Getting latency in write operations under heavy load

dipesh.patel · April 22, 2022, 12:24pm

Hi, I am using Percona Xtradb Cluster 5.7.

We have 3 node server on GCP with 70cores & 560 GB RAM on each node.

What we see is during heavy load on server, we see Insert/update queries taking more time, some time it goes above 1 min.

We are using ProxySQL to do load balancing, with all write operations going on single node, we don’t write on multiple nodes.

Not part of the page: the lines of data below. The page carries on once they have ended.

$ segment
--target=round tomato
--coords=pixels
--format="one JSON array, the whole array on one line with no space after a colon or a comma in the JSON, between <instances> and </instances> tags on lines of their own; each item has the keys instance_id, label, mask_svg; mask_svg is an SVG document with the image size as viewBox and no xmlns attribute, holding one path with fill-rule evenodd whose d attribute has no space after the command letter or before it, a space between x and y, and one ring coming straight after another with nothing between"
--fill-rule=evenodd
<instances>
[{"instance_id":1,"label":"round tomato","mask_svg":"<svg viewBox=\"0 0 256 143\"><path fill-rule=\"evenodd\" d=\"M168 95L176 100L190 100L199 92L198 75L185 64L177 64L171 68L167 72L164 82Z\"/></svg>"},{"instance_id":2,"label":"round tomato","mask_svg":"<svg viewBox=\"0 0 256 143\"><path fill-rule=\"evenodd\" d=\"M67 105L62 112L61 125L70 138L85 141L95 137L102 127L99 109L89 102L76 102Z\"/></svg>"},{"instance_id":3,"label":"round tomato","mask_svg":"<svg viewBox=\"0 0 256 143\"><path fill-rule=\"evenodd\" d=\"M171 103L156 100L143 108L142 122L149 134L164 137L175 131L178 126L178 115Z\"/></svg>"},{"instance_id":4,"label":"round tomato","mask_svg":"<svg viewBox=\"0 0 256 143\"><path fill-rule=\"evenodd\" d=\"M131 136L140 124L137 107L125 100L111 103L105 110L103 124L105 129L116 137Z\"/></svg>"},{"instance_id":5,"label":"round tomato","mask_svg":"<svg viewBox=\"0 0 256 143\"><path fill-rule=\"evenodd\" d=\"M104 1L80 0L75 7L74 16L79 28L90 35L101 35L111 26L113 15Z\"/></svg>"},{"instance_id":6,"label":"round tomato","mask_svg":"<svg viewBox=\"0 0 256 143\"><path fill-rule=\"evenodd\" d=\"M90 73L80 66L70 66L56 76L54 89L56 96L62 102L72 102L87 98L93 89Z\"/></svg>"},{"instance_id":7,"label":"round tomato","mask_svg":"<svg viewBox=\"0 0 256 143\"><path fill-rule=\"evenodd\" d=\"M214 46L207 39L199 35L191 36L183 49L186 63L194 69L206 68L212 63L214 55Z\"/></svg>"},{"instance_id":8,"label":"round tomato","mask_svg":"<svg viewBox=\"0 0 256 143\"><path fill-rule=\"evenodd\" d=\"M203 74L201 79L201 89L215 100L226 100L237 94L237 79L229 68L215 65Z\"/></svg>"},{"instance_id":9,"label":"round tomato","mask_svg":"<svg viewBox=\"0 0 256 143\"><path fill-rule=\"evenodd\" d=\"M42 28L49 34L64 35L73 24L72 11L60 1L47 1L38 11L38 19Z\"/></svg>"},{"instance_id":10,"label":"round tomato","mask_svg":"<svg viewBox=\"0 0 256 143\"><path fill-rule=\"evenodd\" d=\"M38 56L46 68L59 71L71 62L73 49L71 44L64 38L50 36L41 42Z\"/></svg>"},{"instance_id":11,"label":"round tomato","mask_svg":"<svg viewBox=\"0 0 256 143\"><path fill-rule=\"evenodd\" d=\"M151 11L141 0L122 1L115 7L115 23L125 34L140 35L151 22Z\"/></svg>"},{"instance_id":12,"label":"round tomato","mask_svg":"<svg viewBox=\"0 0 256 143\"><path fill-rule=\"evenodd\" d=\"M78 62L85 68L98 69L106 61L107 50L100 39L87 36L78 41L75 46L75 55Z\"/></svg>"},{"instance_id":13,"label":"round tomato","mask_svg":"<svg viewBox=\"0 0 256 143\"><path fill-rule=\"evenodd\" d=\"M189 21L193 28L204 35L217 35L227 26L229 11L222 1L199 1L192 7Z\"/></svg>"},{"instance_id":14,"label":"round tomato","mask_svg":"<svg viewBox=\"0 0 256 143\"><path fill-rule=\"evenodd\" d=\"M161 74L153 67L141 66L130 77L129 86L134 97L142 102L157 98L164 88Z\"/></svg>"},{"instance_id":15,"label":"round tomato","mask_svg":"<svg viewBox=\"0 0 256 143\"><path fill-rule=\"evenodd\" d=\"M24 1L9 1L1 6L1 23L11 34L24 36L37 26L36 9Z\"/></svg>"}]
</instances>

Configuration on each node is as below

[client]
port = 3306
socket=/data/mysql/mysql.sock

[mysqld]

GENERAL

user = mysql
default-storage-engine = InnoDB
socket = /data/mysql/mysql.sock
pid-file = /data/mysql/mysql.pid
server-id = 1
skip-name-resolve

MyISAM

key-buffer-size = 32M

SAFETY

max-allowed-packet = 2048M
max-connect-errors = 1000000
sql_mode = NO_ENGINE_SUBSTITUTION

DATA STORAGE

datadir = /data/mysql/

BINARY LOGGING

log-bin = /data/mysql/mysql-bin
expire-logs-days = 7
sync-binlog = 0
log_slave_updates

#sync-binlog is changed to 0 from 1

CACHES AND LIMITS

tmp-table-size = 32M
max-heap-table-size = 32M
query-cache-type = 0
query-cache-size = 0
max-connections = 6000
thread-cache-size = 150
open-files-limit = 1024000
table-definition-cache = 5120
table-open-cache = 10240

INNODB

innodb-flush-method = O_DIRECT
innodb-log-files-in-group = 4
innodb-log-file-size = 5G
innodb-file-per-table = 1
innodb-buffer-pool-size = 350G
innodb_buffer_pool_chunk_size = 256M
innodb_io_capacity = 20000
innodb_io_capacity_max = 80000
innodb_read_io_threads = 12
innodb_thread_concurrency = 0
innodb_write_io_threads = 12
innodb_flush_log_at_trx_commit = 2

LOGGING

log-error = /data/mysql/mysql-error.log
log-queries-not-using-indexes = 0
slow-query-log = 0
slow-query-log-file = /data/mysql/mysql-slow.log
group_concat_max_len = 10485760

WSREP configuration

wsrep_provider=/usr/lib64/galera3/libgalera_smm.so
wsrep_provider_options=“gcache.size=15G;gcs.fc_limit=600; gcs.fc_master_slave=YES; gcs.fc_factor=1.0”

[mysqld]

In order for Galera to work correctly binlog format should be ROW

binlog_format=ROW

MyISAM storage engine has only experimental support

default_storage_engine=InnoDB

Slave thread to use

wsrep_slave_threads= 70

wsrep_certification_rules=OPTIMIZED

wsrep_log_conflicts

This changes how InnoDB autoincrement locks are managed and is a requirement for Galera

innodb_autoinc_lock_mode=2

SST method

wsrep_sst_method=xtrabackup-v2

Below is the wsrep status on node3 (master)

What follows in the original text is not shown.